Dozens of red dresses were hung around Red Deer on Monday, poignant reminders of the huge number of missing and murdered Indigenous women.
“The dresses that are hanging are empty. We’re trying to show the significance and the impact of the numbers of murdered and missing Indigenous women,” said Sheila Bannerman, of the Red Feather Women.
How many have gone missing or been murdered is not even known, said Bannerman. The last up-to-date numbers were gathered in 2015 as preparations were underway for that year’s tour of the Walking With Our Sisters installation, which was at the Red Deer District Museum and Art Gallery that June.
“At that time, we were told there were 1,200 murdered women (since 2012) whose cases were considered unfounded or were not followed up on,” said Bannerman.
“That’s a long time ago, and we don’t really have any updated stats because stats aren’t kept on this.
“That’s the issue. These women are human beings, they are people, they have human rights, they are family members and it doesn’t matter what the circumstances are of their lives,” said Bannerman.
“They are people and deserve the respect of an investigation into where they are if they’re missing or what happened if they were murdered.
“So that’s why we’re here.”
What statistics are available tell a tragic story. The homicide rate for Indigenous women in Canada is six times higher than the rate for non-Indigenous women.
In 2015, Indigenous women accounted for nearly one-quarter of female homicide victims, even though they represent only 2.5 per cent of the population.
Indigenous women are five times more likely to die from violence as non-Indigenous women.
A forum was held at Red Deer College on Monday, which was the United Nations International Day for the Elimination of Violence Against Women.

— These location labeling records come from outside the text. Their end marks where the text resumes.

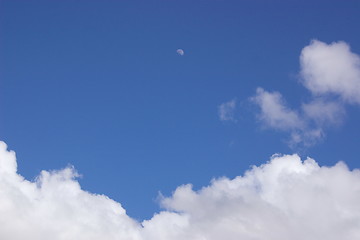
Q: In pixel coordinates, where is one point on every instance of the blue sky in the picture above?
(99, 85)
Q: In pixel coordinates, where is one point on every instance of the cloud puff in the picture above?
(226, 111)
(331, 69)
(274, 112)
(285, 198)
(331, 72)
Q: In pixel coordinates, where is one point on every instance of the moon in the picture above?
(180, 52)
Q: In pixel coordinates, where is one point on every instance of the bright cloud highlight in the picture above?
(285, 198)
(331, 72)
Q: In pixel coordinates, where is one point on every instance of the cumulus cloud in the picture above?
(285, 198)
(331, 69)
(226, 111)
(331, 72)
(274, 112)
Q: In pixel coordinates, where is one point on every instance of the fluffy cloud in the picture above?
(331, 72)
(285, 198)
(331, 69)
(274, 112)
(226, 111)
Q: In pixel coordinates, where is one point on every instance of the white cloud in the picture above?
(324, 111)
(227, 110)
(286, 198)
(274, 112)
(331, 68)
(332, 74)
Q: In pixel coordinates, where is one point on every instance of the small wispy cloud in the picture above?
(226, 111)
(331, 72)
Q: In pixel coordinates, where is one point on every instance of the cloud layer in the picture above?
(285, 198)
(331, 72)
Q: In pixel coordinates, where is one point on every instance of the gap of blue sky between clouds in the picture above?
(284, 198)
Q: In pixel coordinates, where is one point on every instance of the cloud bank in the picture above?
(285, 198)
(331, 72)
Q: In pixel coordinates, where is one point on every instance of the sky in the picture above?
(128, 102)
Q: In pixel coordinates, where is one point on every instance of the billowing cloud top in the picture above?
(331, 72)
(286, 198)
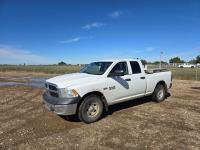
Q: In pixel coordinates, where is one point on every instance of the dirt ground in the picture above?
(137, 124)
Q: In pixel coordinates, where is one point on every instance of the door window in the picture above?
(135, 67)
(120, 66)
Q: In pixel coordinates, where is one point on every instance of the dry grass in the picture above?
(137, 124)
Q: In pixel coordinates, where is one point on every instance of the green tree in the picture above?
(176, 60)
(62, 63)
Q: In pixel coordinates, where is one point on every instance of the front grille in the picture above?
(52, 87)
(53, 94)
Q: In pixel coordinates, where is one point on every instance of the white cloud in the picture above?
(94, 25)
(71, 40)
(115, 14)
(10, 54)
(149, 49)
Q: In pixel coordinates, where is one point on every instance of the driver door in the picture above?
(118, 87)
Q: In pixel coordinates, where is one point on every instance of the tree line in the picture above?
(172, 60)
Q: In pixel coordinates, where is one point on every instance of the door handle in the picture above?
(128, 79)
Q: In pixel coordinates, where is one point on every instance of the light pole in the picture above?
(161, 52)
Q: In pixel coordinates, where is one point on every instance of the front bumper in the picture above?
(60, 106)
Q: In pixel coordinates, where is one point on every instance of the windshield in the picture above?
(96, 68)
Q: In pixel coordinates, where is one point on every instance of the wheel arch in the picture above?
(162, 83)
(102, 97)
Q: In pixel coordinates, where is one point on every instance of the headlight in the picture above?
(69, 93)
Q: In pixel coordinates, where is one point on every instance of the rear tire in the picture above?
(91, 109)
(159, 93)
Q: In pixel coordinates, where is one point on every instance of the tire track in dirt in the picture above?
(23, 100)
(18, 97)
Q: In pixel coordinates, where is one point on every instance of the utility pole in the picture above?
(161, 52)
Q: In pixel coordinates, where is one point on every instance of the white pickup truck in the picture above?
(101, 84)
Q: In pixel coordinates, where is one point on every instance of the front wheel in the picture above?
(159, 93)
(91, 109)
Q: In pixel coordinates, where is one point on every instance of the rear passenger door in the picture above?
(118, 86)
(138, 80)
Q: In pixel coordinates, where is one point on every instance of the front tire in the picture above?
(159, 93)
(91, 109)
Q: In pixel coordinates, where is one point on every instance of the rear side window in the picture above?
(135, 67)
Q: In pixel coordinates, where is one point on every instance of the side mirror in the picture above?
(117, 73)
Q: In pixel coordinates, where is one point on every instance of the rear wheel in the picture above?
(91, 109)
(159, 93)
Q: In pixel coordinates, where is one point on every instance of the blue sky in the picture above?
(77, 31)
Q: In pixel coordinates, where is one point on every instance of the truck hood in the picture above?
(72, 79)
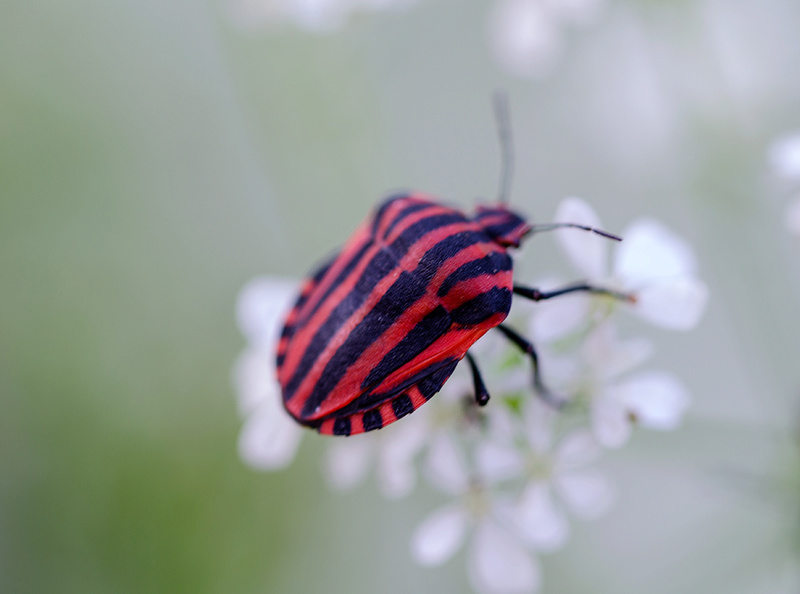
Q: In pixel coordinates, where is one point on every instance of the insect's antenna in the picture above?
(502, 118)
(551, 226)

Red dresses were first used to draw attention to missing and murdered Indigenous women in 2009, when Winnipeg-based Metis artist Jaime Black created the REDdress Project, an art installation that toured North America.

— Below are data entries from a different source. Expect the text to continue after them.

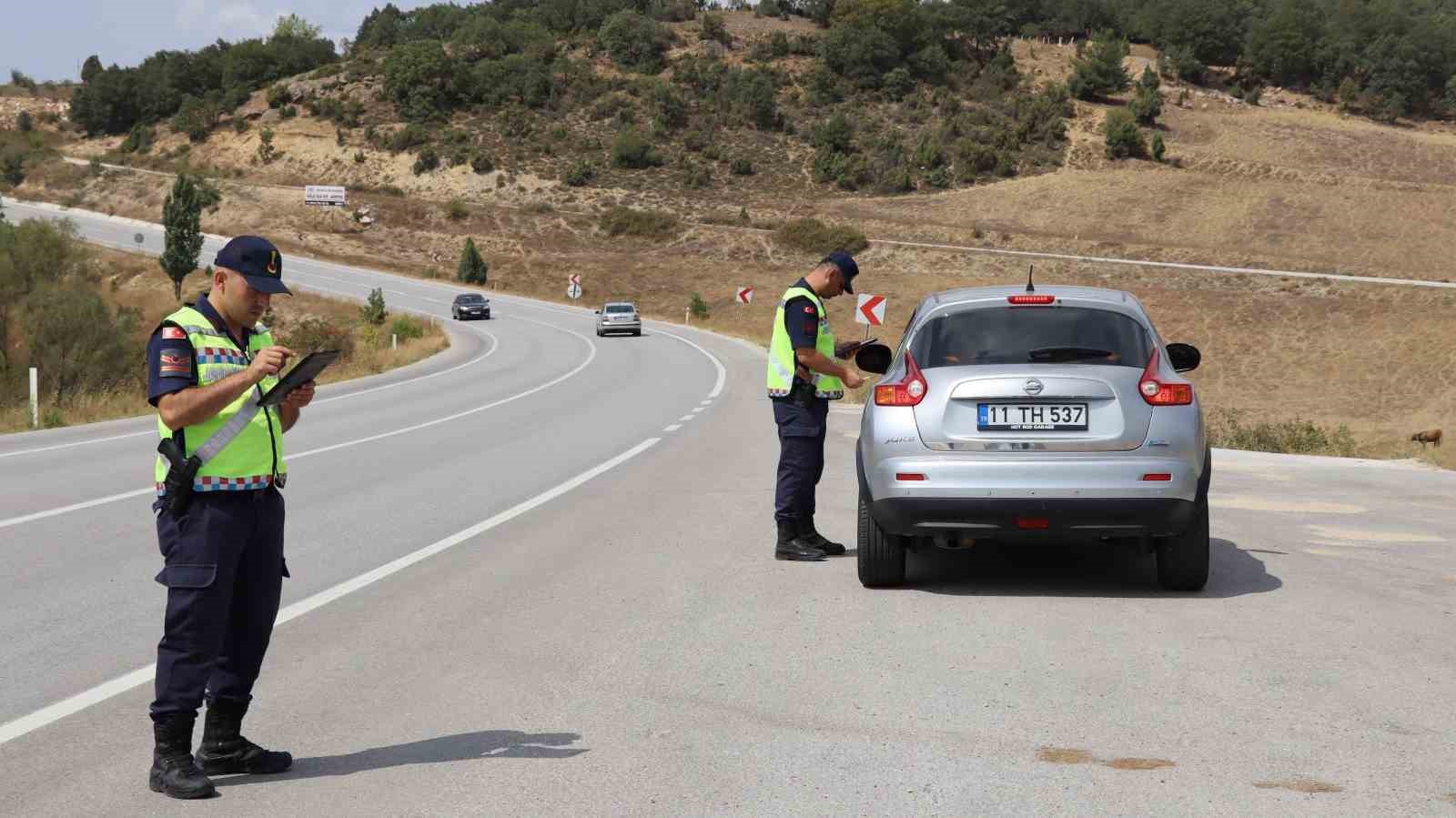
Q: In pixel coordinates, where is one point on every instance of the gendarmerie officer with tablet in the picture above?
(222, 414)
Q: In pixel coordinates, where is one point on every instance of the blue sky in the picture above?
(48, 39)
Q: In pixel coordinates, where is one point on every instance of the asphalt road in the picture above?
(533, 577)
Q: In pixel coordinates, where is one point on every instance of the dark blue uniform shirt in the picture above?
(172, 359)
(801, 319)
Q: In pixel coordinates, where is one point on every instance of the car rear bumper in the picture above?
(1019, 519)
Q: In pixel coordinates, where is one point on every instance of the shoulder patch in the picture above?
(175, 363)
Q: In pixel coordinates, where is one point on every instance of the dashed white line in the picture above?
(382, 436)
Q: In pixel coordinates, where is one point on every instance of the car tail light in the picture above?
(909, 392)
(1159, 393)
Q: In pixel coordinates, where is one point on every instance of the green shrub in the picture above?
(408, 328)
(711, 28)
(313, 334)
(1229, 429)
(698, 308)
(633, 41)
(633, 150)
(426, 160)
(1123, 137)
(814, 236)
(373, 310)
(642, 223)
(1098, 68)
(472, 268)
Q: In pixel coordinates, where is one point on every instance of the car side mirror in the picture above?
(1184, 357)
(873, 359)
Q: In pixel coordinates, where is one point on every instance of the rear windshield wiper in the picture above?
(1062, 354)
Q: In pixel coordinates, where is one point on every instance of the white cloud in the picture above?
(242, 19)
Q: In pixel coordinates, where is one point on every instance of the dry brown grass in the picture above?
(130, 279)
(1281, 187)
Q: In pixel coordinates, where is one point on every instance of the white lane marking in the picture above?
(478, 359)
(138, 677)
(302, 454)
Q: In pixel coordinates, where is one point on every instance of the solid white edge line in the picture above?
(137, 677)
(495, 344)
(302, 454)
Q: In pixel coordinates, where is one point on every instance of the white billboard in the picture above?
(327, 196)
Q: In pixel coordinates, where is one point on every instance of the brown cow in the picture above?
(1429, 436)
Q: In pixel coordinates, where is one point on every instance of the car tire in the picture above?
(1183, 560)
(881, 556)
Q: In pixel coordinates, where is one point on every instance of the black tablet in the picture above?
(308, 369)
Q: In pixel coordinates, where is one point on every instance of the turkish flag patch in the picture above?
(175, 364)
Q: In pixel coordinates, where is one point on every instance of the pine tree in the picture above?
(182, 217)
(472, 268)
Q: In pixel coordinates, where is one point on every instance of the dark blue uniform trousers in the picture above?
(225, 574)
(801, 458)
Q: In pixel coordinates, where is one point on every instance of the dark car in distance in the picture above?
(470, 306)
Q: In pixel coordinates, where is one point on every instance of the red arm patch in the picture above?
(175, 363)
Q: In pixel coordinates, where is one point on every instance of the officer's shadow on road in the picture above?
(1077, 571)
(460, 747)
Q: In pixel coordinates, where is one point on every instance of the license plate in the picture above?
(1031, 417)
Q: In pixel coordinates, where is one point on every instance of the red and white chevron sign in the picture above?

About 50 red dresses were donated and hung from trees around the city on Monday, including at City Hall, the courthouse, in front of the Red Deer Native Friendship Society’s office, and near the Dumpster where murder victim Talia Meguinis’s body was found in 2012.

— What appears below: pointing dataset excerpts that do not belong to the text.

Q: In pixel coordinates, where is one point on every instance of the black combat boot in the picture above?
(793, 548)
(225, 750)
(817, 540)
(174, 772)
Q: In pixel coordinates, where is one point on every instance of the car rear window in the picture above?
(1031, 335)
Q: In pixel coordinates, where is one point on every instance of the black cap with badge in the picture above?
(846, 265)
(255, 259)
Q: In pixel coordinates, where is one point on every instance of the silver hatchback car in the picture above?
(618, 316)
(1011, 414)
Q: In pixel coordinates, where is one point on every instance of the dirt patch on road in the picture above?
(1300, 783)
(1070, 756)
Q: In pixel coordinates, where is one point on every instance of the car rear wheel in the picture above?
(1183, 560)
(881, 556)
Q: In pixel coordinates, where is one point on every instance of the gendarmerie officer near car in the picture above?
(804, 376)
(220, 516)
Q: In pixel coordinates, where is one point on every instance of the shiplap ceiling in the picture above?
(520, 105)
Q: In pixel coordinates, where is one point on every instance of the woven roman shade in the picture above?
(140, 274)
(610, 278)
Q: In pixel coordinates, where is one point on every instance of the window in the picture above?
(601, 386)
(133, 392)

Meguinis was killed on Feb. 20, 2012, and her body was stuffed into a Dumpster in the alley behind her Riverside Meadows apartment.
One of the dresses was also hung in Gasoline Alley as a reminder that highways often prove dangerous places for women, who unwittingly catch rides with predators.
Talitha Klym, who is with the college’s Indigenous students services, said they wanted to focus on Indigenous women for one day of the students’ association’s 16 Days of Activism against Gender-based Violence and reached out to the Red Deer Feather Women to participate.
They put together 500 postcards, each with a small felt red dress attached.
One side talks about the initiative and the back provides information on how people can get involved in spreading the message through their own actions and attitudes.
Klym found that many students were unaware of the significance of the red dresses, but have shown their interest in learning about it.
There’s been a lot of support,” she said.